There is nothing sacrosanct about having a budget surplus if it means slower growth in the economy. This holds true as long as markets are prepared to lend to you at reasonable rates, and in the case of the UK they are.
Interest rates at which we borrow have hardly moved. Indeed the cost to the Exchequer of servicing the debt is similar to what it was in 2008 despite the debt trebling over that period.
Why is this relevant? Because according to the latest ONS data for government finances, George Osborne’s target of a budget surplus on current spending was achieved in 2017/8, albeit two years later than originally planned. The small £112m surplus is the first in 16 years. The data also show better tax receipts and more people in employment than earlier predictions had suggested. Stealth taxes and overpaying in many areas such as inheritance tax seem to have all helped.
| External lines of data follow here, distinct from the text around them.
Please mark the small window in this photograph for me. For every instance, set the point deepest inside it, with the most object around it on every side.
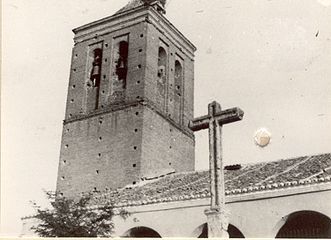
(96, 67)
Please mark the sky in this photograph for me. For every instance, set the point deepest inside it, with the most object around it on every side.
(271, 58)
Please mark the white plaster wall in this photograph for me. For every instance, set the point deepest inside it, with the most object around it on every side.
(253, 217)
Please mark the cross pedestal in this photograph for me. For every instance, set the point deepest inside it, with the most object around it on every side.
(217, 218)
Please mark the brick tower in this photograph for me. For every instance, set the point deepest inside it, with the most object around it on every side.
(130, 98)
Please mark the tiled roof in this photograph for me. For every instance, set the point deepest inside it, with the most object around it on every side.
(285, 173)
(137, 3)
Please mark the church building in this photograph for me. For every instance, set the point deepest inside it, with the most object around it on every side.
(126, 136)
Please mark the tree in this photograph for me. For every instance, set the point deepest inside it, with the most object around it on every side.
(74, 218)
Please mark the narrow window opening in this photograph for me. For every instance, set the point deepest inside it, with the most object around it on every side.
(121, 67)
(96, 69)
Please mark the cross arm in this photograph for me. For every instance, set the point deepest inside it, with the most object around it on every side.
(223, 117)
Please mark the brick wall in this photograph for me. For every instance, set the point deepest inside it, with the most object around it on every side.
(141, 133)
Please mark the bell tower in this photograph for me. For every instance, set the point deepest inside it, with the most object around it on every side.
(130, 98)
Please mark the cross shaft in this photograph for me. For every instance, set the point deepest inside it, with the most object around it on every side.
(216, 118)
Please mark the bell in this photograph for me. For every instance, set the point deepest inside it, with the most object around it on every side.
(121, 65)
(96, 70)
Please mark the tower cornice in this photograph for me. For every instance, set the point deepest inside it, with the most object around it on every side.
(132, 17)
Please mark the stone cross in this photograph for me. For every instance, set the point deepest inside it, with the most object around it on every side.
(217, 218)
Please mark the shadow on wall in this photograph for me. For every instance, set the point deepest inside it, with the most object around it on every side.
(232, 230)
(305, 224)
(142, 232)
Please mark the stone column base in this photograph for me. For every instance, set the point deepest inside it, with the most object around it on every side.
(218, 221)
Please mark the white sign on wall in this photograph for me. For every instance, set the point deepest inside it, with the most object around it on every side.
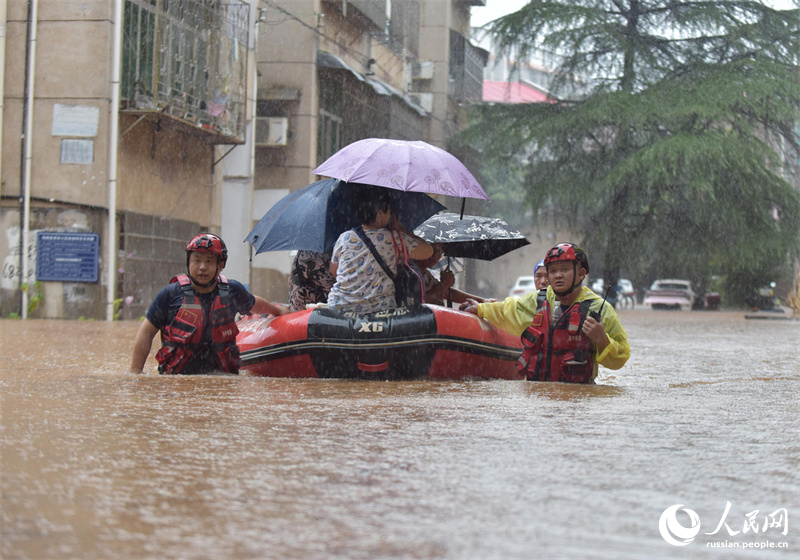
(75, 120)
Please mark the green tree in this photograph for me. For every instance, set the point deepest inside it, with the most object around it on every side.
(674, 161)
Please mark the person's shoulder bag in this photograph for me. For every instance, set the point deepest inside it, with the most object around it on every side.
(409, 286)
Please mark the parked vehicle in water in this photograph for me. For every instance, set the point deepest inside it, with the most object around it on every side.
(523, 285)
(764, 299)
(626, 295)
(670, 294)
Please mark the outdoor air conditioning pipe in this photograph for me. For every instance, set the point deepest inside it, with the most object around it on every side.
(30, 62)
(3, 25)
(113, 146)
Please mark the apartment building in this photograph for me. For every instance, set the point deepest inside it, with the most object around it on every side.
(130, 125)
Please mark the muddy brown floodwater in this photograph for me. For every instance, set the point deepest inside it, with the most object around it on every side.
(98, 463)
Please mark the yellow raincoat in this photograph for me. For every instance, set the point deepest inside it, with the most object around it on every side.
(516, 314)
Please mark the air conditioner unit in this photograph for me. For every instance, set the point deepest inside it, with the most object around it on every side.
(424, 100)
(272, 131)
(422, 70)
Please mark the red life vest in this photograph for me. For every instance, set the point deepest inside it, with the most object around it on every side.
(184, 336)
(557, 351)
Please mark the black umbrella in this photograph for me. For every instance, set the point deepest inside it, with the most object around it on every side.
(474, 237)
(312, 218)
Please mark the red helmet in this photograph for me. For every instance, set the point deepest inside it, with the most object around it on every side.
(208, 243)
(567, 252)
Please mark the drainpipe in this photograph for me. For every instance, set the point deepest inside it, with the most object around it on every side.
(3, 23)
(30, 62)
(113, 146)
But the overall deficit was still some 2 per cent of GDP.
George Osborne as Chancellor was defined by the austerity he presided over after the financial crisis. But in the process much was done to unbalance the economy which has been left in a permanent weaker state. Spending cuts in real terms across most sectors took their toll on service provision. Business investment has been slow to recover since the initial drop from the crisis. And although the sharp reduction in public sector jobs has been more than made up by higher private sector employment, many of the new jobs over the period have been low paid, part time, self-employed and relatively low productivity, with the result that real wages have taken a decade to get back to where they were before the crisis.